• IPA: /ˈkɒkl̩/

cockle (plural cockles)

  1. Any of various edible European bivalve mollusks, of the family Cardiidae, having heart-shaped shells.
  2. The shell of such a mollusk.
  3. (in the plural) One’s innermost feelings (only in the expression “the cockles of one’s heart”).
  4. (directly from French coquille) A wrinkle, pucker
  5. (by extension) A defect in sheepskin; firm dark nodules caused by the bites of keds on live sheep
  6. (mining, UK, Cornwall) The mineral black tourmaline or schorl.
  7. (UK) The fire chamber of a furnace.
  8. (UK) A kiln for drying hops; an oast.
  9. (UK) The dome of a heating furnace.
  • French: coque
  • German: Herzmuschel
  • Portuguese: berbigão
  • Russian: сердцеви́дка
  • Spanish: berberecho

cockle (cockles, present participle cockling; past and past participle cockled)
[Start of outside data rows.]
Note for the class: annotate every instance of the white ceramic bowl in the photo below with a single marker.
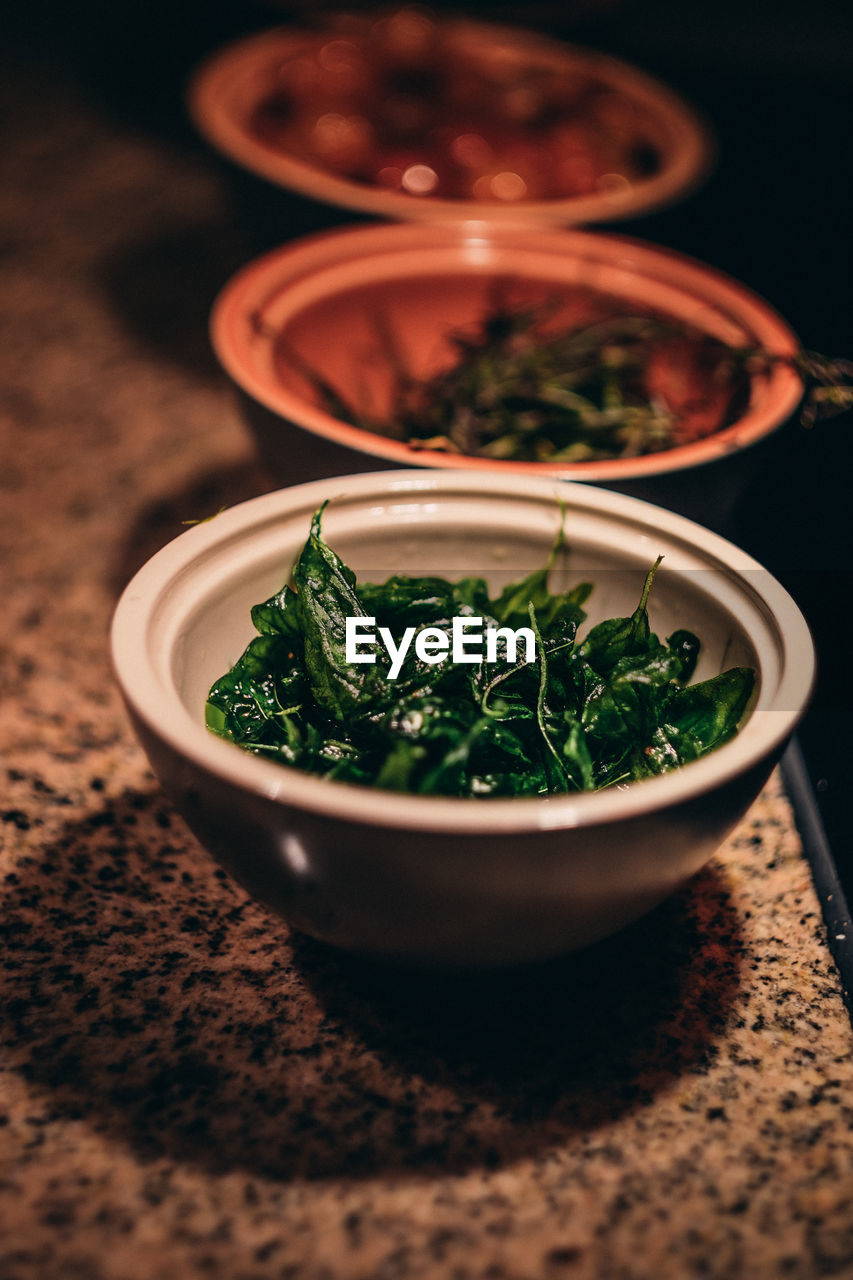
(318, 302)
(452, 881)
(322, 72)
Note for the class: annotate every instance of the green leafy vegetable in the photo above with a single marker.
(609, 709)
(609, 385)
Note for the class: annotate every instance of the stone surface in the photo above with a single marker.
(191, 1091)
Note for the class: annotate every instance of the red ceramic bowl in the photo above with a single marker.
(327, 301)
(407, 117)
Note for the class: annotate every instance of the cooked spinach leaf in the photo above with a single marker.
(611, 708)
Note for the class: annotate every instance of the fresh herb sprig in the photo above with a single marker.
(612, 387)
(609, 709)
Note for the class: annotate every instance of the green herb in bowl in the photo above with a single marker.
(612, 384)
(566, 713)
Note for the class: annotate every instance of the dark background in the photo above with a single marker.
(774, 81)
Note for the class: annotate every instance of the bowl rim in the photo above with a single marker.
(154, 699)
(233, 332)
(687, 159)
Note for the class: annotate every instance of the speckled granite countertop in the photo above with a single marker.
(191, 1091)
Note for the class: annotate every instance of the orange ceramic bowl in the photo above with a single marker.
(332, 301)
(409, 117)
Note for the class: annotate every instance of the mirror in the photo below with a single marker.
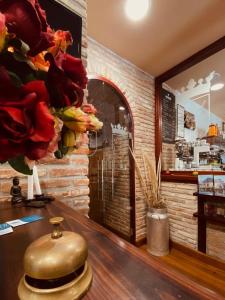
(190, 112)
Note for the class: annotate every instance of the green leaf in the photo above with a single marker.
(19, 165)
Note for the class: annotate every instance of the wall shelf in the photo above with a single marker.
(204, 217)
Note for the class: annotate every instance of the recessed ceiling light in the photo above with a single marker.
(136, 9)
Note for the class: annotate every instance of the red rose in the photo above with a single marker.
(89, 109)
(65, 83)
(26, 126)
(27, 20)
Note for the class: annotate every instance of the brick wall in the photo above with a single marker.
(138, 88)
(66, 179)
(181, 205)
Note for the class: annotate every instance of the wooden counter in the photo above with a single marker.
(187, 176)
(121, 271)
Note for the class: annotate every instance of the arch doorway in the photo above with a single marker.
(111, 168)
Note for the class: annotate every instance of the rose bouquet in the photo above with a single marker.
(41, 88)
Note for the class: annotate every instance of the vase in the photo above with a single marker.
(158, 231)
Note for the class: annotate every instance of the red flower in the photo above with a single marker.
(66, 80)
(89, 109)
(26, 127)
(27, 20)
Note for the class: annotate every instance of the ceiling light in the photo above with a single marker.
(217, 86)
(136, 9)
(216, 83)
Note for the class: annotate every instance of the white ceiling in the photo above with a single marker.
(215, 63)
(172, 31)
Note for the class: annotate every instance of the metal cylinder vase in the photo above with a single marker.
(158, 231)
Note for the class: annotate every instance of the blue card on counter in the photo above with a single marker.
(5, 229)
(24, 220)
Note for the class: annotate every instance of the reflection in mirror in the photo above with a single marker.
(110, 168)
(193, 117)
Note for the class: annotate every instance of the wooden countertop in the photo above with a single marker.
(121, 271)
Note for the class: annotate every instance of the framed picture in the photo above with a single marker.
(61, 17)
(205, 184)
(180, 121)
(189, 120)
(219, 185)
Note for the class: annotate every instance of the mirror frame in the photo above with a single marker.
(196, 58)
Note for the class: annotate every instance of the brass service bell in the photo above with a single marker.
(56, 267)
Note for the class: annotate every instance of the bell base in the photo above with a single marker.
(71, 291)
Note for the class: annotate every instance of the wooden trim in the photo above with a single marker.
(194, 59)
(132, 164)
(184, 65)
(199, 255)
(141, 242)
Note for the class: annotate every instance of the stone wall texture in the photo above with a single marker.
(138, 88)
(67, 178)
(183, 226)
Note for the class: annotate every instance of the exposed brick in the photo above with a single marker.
(81, 181)
(59, 172)
(55, 161)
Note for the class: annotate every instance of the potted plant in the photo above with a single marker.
(157, 218)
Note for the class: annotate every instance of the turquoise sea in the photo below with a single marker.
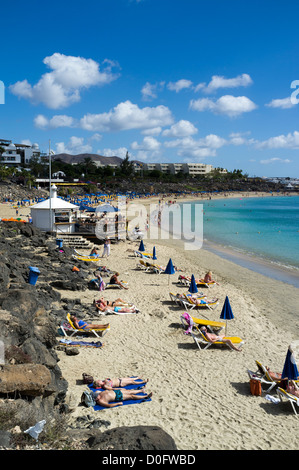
(255, 232)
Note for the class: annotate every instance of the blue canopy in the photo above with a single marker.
(86, 208)
(290, 370)
(169, 268)
(106, 208)
(226, 313)
(141, 246)
(193, 287)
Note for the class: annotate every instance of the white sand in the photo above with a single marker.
(201, 398)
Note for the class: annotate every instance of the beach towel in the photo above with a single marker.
(126, 402)
(88, 344)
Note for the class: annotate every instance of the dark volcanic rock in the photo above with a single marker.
(132, 438)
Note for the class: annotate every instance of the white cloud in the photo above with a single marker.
(240, 138)
(56, 121)
(281, 141)
(275, 160)
(198, 149)
(75, 146)
(62, 86)
(120, 152)
(127, 116)
(284, 103)
(222, 82)
(229, 105)
(179, 85)
(152, 131)
(180, 129)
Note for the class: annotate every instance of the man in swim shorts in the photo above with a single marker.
(119, 396)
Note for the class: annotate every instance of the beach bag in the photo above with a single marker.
(255, 387)
(87, 399)
(87, 379)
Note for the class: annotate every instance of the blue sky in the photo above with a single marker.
(165, 80)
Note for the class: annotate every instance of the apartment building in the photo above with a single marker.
(18, 154)
(192, 169)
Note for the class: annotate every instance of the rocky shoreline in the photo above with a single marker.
(32, 387)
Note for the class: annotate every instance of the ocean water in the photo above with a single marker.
(262, 228)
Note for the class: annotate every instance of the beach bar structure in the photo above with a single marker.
(54, 214)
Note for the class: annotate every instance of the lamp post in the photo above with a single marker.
(50, 205)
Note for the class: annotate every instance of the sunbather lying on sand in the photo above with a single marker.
(118, 397)
(82, 325)
(208, 278)
(114, 280)
(213, 338)
(110, 384)
(108, 303)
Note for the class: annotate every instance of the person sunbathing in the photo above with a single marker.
(213, 338)
(293, 389)
(115, 303)
(121, 308)
(82, 325)
(119, 396)
(276, 376)
(110, 384)
(94, 252)
(208, 278)
(114, 280)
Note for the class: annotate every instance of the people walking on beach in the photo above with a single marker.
(106, 250)
(80, 324)
(110, 384)
(213, 338)
(117, 397)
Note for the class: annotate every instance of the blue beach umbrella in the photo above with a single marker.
(290, 370)
(141, 246)
(193, 287)
(169, 269)
(226, 313)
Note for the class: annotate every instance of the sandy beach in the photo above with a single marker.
(200, 397)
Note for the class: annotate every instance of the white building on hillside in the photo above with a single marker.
(18, 154)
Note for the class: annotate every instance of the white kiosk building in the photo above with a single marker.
(54, 214)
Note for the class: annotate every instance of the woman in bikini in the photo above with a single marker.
(82, 325)
(110, 384)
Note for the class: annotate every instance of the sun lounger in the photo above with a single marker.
(203, 343)
(86, 258)
(283, 394)
(263, 376)
(188, 302)
(177, 299)
(140, 254)
(193, 323)
(185, 280)
(70, 327)
(151, 267)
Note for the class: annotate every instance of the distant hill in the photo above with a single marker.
(65, 157)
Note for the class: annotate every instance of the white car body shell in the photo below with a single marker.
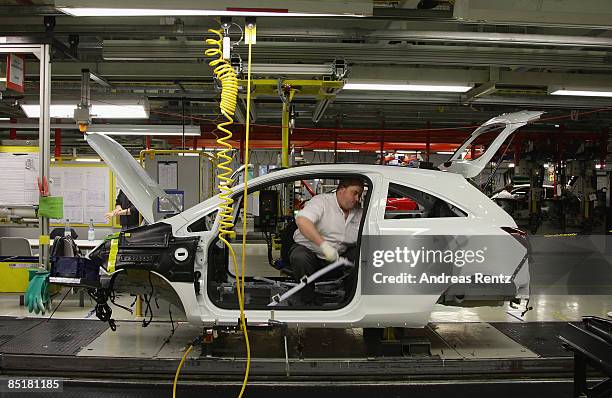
(484, 217)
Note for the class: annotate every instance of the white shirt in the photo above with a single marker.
(328, 217)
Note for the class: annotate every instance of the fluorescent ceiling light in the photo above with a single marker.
(339, 150)
(583, 93)
(142, 130)
(98, 111)
(407, 87)
(147, 12)
(88, 160)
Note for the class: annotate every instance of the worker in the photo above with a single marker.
(328, 228)
(127, 212)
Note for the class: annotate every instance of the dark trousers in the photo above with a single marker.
(304, 261)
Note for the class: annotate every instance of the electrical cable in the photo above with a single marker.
(244, 218)
(178, 370)
(229, 95)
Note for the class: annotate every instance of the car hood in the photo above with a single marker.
(133, 180)
(510, 123)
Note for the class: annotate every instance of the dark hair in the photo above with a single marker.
(350, 182)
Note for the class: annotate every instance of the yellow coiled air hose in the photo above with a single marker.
(229, 94)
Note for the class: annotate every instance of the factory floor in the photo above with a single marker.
(476, 347)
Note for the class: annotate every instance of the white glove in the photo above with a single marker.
(329, 252)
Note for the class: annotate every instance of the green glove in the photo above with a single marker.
(37, 296)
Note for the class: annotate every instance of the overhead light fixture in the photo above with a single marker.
(339, 150)
(160, 12)
(118, 109)
(583, 93)
(87, 160)
(407, 87)
(117, 129)
(144, 129)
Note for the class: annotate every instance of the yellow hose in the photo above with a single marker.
(229, 94)
(178, 370)
(244, 207)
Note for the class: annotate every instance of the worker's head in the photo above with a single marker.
(349, 192)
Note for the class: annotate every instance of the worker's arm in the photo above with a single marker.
(308, 229)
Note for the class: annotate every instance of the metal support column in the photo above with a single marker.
(44, 144)
(285, 136)
(57, 138)
(428, 141)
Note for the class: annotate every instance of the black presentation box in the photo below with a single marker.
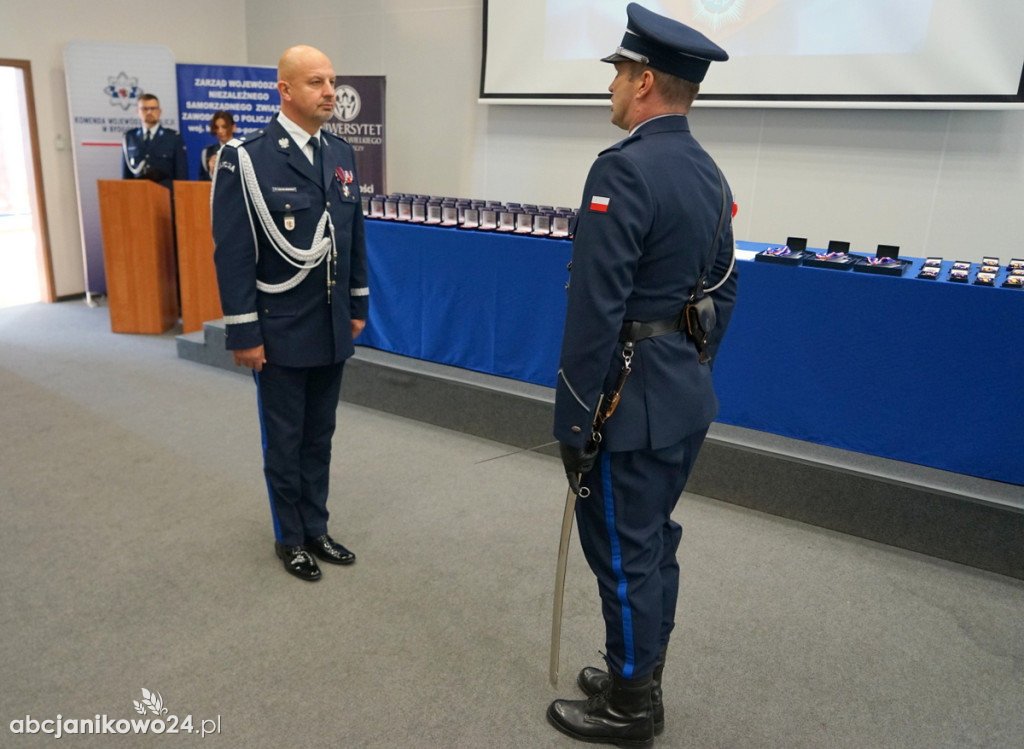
(797, 246)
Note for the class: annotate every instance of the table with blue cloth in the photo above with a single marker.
(923, 371)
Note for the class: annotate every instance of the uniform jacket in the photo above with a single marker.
(165, 156)
(299, 327)
(650, 209)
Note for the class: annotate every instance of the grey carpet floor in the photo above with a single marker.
(137, 553)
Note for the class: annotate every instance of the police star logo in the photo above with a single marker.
(346, 102)
(123, 90)
(718, 12)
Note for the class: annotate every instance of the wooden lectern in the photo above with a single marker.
(138, 255)
(200, 297)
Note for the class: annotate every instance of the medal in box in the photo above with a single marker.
(837, 257)
(792, 253)
(885, 262)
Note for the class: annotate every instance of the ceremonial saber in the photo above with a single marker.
(563, 555)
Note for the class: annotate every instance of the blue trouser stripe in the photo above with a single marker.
(616, 567)
(262, 434)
  1. To cause to contract into wrinkles or ridges, as some kinds of cloth after a wetting; to pucker.

cockle (plural cockles)

  1. Any of several field weeds, such as the common corncockle (Agrostemma githago) and darnel ryegrass (Lolium temulentum).
    • 1855, Robert Browning, “Childe Roland to the Dark Tower Came”, X:
      But cockle, spurge, according to their law / Might propagate their kind, with none to awe, / You'd think; a burr had been a treasure trove.